Töten

Die gravierende Entwertung menschlichen Lebens durch den Ersten Weltkrieg und die anschließende Wirtschaftskrise verstärkten gleichzeitig Forderungen, die über die Sterilisation weit hinausgingen. Dahinter verbarg sich die Zielstellung, den Staat nicht erst in folgenden Generationen zu entlasten, sondern sofort und zwar durch Tötung derjenigen, die als „unwertes Leben“ und „Ballastexistenzen“ galten.

Ausgangspunkt der Argumentation war die Frage nach dem Nutzen des Einzelnen für die Gemeinschaft. In diesem Sinne forderten der Jurist Karl Binding (1841-1920) und der Psychiater Alfred Hoche (1865-1943) in ihrem 1920 erschienenen Buch die  „Freigabe der Vernichtung lebensunwerten Lebens“. Gemeint waren vor allem Menschen, die sich wegen Krankheit oder Alter über ihren Willen zum Leben nicht äußern konnten. Ihre Existenz sollte der Entscheidung einer staatlichen Kommission unterworfen werden.

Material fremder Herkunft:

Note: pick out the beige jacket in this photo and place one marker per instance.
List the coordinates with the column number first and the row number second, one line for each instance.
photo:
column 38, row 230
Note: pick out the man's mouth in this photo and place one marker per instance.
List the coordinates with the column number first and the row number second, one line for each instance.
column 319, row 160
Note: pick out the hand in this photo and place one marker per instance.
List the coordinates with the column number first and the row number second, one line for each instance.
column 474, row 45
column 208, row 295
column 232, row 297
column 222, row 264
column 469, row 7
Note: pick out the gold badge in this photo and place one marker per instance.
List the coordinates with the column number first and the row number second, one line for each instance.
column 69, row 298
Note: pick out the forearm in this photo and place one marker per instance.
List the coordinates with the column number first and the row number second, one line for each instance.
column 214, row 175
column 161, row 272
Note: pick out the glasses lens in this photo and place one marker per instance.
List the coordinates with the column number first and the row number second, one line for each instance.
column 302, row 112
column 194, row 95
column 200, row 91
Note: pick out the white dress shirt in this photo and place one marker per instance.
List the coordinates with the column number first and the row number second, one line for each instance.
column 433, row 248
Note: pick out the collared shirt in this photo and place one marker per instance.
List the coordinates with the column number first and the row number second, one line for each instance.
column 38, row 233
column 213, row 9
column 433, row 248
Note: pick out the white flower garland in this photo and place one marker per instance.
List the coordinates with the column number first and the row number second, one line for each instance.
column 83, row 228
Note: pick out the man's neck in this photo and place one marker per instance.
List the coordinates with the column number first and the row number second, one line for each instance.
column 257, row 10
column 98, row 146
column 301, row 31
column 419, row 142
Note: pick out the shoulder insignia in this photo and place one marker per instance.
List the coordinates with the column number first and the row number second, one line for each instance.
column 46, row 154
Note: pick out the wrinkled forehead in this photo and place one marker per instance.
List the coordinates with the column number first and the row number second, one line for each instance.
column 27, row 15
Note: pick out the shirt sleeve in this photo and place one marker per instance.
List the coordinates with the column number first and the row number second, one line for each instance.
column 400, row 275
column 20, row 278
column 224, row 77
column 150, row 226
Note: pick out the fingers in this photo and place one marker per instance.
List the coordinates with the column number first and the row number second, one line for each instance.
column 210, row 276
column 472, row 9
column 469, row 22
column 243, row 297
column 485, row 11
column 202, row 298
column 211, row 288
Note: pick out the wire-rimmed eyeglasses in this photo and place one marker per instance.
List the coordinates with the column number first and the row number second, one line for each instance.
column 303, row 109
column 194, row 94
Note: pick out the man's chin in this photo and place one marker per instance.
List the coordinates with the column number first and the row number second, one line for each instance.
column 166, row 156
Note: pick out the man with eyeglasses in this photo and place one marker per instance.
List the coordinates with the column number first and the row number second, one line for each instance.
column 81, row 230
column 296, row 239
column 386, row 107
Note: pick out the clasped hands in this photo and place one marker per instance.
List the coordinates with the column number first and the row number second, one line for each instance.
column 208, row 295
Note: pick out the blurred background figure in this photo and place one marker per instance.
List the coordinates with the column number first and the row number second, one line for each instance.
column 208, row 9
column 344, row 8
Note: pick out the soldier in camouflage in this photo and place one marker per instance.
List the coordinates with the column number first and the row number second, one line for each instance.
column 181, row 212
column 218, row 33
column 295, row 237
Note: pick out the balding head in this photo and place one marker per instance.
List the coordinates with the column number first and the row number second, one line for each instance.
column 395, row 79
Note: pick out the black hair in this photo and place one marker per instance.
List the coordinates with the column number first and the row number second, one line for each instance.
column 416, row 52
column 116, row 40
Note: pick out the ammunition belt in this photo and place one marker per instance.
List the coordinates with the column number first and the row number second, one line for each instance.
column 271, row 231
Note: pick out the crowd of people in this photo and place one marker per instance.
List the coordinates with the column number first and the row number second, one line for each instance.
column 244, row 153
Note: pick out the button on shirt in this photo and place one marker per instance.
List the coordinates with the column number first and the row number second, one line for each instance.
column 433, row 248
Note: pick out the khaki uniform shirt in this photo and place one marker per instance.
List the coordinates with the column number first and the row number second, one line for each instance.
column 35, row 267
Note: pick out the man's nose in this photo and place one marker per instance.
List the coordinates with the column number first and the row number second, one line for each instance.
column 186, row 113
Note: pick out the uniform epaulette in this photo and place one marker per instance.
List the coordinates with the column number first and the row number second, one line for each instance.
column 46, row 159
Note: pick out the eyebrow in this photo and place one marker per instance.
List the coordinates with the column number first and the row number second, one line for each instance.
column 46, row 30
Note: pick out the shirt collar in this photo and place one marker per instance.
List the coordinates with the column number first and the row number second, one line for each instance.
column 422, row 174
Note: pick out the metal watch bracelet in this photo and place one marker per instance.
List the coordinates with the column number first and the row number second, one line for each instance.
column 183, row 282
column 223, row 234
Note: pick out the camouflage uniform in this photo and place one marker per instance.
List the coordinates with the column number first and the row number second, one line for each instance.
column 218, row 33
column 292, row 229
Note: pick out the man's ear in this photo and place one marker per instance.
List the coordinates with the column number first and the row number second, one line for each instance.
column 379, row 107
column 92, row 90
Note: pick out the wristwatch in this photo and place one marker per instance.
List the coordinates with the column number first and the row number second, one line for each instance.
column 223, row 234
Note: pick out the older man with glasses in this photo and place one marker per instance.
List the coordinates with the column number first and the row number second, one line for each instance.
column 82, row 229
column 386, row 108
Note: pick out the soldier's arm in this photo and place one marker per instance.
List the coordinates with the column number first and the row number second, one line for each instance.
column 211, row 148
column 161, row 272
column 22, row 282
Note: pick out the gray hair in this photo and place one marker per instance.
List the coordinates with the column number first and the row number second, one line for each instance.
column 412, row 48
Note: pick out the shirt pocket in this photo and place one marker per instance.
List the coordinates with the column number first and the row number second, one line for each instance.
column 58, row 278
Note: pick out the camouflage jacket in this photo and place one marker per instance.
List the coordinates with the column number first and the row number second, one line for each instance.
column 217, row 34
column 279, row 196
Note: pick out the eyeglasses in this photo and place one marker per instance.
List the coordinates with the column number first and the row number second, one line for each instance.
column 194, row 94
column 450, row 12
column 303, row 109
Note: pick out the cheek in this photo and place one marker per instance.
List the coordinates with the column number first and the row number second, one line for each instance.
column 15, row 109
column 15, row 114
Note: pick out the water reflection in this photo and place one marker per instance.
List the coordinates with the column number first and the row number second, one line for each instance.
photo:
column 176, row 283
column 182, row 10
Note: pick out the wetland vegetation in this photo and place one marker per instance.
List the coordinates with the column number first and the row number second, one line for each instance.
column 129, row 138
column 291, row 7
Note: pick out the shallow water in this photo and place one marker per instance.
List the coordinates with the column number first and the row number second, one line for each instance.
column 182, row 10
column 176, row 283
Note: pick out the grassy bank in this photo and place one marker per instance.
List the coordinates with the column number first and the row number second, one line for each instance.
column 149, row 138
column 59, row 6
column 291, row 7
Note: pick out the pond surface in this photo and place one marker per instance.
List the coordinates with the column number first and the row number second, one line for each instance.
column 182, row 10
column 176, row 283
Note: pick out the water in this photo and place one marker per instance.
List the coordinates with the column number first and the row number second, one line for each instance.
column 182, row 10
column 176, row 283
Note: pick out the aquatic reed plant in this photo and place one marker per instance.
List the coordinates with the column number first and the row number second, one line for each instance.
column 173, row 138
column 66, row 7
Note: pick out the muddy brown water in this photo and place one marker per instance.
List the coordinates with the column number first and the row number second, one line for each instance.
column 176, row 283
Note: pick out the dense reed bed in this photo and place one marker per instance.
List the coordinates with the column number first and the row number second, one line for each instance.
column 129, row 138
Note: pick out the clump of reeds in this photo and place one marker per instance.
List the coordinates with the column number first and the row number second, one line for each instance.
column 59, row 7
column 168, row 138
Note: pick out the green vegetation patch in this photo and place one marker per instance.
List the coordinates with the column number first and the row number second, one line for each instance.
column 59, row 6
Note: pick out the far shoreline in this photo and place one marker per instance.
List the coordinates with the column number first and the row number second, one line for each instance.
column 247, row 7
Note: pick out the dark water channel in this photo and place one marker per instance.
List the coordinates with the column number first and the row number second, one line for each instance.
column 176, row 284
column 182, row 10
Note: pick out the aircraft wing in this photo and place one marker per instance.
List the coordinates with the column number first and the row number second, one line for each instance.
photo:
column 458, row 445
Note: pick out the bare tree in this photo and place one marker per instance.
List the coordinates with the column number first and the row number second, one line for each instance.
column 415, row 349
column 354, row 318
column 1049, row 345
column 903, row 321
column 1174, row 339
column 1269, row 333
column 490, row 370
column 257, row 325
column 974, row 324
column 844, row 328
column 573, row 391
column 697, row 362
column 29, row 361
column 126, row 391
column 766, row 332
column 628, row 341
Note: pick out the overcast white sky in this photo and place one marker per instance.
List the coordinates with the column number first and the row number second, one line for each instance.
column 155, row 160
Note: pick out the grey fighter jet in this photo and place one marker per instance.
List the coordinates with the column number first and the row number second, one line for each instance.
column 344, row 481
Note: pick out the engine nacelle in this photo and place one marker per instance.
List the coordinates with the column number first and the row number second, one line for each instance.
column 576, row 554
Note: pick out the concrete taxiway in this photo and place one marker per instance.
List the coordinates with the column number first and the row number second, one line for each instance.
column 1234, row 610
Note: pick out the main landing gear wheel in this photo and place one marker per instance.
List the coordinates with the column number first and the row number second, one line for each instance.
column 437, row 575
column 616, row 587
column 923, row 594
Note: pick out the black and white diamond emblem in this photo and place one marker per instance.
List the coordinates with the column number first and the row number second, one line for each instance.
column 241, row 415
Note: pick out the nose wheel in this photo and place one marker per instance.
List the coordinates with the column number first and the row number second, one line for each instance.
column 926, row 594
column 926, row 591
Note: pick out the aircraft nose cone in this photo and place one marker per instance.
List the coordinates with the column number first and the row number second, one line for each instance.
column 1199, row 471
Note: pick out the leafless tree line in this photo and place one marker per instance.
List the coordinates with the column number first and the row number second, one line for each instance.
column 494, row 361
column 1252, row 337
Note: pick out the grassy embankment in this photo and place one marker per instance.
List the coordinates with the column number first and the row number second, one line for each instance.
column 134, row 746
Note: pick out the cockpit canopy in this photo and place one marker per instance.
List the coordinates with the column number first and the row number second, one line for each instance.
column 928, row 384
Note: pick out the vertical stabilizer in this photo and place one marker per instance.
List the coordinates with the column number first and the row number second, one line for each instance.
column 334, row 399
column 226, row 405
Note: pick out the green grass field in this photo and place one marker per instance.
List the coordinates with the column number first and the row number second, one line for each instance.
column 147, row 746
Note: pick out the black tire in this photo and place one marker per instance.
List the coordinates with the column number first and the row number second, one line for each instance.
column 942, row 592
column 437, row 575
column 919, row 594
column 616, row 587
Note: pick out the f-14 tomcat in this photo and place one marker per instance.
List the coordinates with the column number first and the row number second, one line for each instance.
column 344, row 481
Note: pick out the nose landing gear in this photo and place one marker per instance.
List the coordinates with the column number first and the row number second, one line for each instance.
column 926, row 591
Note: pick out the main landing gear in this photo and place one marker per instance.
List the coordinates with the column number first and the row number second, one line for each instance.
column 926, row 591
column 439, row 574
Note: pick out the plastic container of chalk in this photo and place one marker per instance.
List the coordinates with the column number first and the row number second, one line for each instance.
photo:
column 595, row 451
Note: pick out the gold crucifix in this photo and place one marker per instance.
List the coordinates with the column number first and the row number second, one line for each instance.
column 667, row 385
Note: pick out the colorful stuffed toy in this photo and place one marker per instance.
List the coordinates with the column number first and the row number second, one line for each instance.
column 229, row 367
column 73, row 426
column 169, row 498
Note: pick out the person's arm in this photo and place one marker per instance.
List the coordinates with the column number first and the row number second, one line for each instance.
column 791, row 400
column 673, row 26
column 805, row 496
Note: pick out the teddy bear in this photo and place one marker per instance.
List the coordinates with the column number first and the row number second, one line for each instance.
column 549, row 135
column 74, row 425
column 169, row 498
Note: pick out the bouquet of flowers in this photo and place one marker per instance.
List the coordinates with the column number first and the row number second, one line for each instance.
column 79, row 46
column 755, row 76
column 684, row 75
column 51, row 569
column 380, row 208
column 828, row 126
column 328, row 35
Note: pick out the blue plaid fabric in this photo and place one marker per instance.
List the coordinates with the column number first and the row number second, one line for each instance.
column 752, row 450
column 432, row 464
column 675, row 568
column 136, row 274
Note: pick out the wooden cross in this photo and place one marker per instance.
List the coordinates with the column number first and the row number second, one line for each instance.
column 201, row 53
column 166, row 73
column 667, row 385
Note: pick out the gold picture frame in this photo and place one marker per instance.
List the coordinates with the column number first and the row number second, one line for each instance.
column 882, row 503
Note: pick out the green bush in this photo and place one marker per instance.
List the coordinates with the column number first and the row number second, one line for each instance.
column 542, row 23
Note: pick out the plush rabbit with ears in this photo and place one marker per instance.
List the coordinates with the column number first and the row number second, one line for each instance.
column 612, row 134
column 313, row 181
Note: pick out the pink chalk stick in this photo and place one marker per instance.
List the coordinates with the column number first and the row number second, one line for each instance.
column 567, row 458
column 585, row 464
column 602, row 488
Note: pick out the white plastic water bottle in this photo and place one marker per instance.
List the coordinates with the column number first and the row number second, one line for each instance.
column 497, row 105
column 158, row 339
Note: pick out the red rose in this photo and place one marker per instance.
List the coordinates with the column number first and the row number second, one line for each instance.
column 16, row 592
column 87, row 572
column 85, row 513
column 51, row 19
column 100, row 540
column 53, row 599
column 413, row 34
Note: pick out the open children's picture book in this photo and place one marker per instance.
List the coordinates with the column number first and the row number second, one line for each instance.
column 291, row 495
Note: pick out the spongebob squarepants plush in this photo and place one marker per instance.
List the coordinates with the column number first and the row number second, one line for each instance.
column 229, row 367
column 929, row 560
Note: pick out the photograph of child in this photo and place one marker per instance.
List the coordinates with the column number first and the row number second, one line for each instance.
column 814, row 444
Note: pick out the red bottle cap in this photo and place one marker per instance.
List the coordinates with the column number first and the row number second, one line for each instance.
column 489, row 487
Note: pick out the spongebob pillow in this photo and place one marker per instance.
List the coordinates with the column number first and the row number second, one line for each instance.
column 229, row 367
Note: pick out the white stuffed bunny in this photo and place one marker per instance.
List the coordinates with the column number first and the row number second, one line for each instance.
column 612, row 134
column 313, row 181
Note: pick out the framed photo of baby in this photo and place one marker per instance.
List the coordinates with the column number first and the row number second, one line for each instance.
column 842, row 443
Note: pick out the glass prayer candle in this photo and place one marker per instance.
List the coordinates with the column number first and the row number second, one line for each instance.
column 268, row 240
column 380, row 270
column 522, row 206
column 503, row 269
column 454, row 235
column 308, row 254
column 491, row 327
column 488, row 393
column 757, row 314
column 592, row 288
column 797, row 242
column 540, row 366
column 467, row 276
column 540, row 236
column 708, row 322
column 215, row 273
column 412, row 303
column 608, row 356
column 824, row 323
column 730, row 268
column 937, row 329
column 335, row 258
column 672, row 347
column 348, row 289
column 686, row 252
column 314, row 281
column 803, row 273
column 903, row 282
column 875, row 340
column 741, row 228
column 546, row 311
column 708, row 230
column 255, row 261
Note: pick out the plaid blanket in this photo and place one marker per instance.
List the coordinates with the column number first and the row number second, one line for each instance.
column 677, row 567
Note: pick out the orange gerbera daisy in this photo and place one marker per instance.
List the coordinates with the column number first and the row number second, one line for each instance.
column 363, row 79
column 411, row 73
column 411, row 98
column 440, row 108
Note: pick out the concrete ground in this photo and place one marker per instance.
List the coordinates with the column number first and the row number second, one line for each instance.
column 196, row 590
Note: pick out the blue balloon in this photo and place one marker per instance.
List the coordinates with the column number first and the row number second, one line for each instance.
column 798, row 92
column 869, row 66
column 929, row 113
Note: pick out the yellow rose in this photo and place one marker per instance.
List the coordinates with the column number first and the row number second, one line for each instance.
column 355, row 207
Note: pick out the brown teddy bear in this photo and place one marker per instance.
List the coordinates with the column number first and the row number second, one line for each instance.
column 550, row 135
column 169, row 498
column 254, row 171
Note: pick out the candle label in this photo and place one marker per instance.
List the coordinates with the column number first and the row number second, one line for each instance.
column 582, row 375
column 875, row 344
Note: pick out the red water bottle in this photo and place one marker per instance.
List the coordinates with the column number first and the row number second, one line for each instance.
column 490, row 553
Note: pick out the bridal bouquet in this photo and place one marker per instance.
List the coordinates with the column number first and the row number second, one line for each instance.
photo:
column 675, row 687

Der Arzt  Ewald Meltzer (1869-1940) war einer der wenigen, die sich der Auffassung von Binding und Hoche entgegen stellten. Eine von ihm 1920 durchgeführte Umfrage ergab jedoch, dass sich 73 Prozent der befragten Eltern geistig behinderter Kinder mit deren schmerzloser Tötung einverstanden erklärten. Für seine Veröffentlichung über „Das Problem der Abkürzung ‚lebensunwerten’ Lebens“ (1925) hatte er auch Vertreter der Kirchen befragt. Während einige von ihnen die Tötungen grundsätzlich ablehnten, argumentierten andere mit der Existenz behinderter Kinder als Warnung Gottes vor Lastern oder machten das Lebensrecht eines Menschen von einem Seelenleben als Voraussetzung für Religiösität abhängig.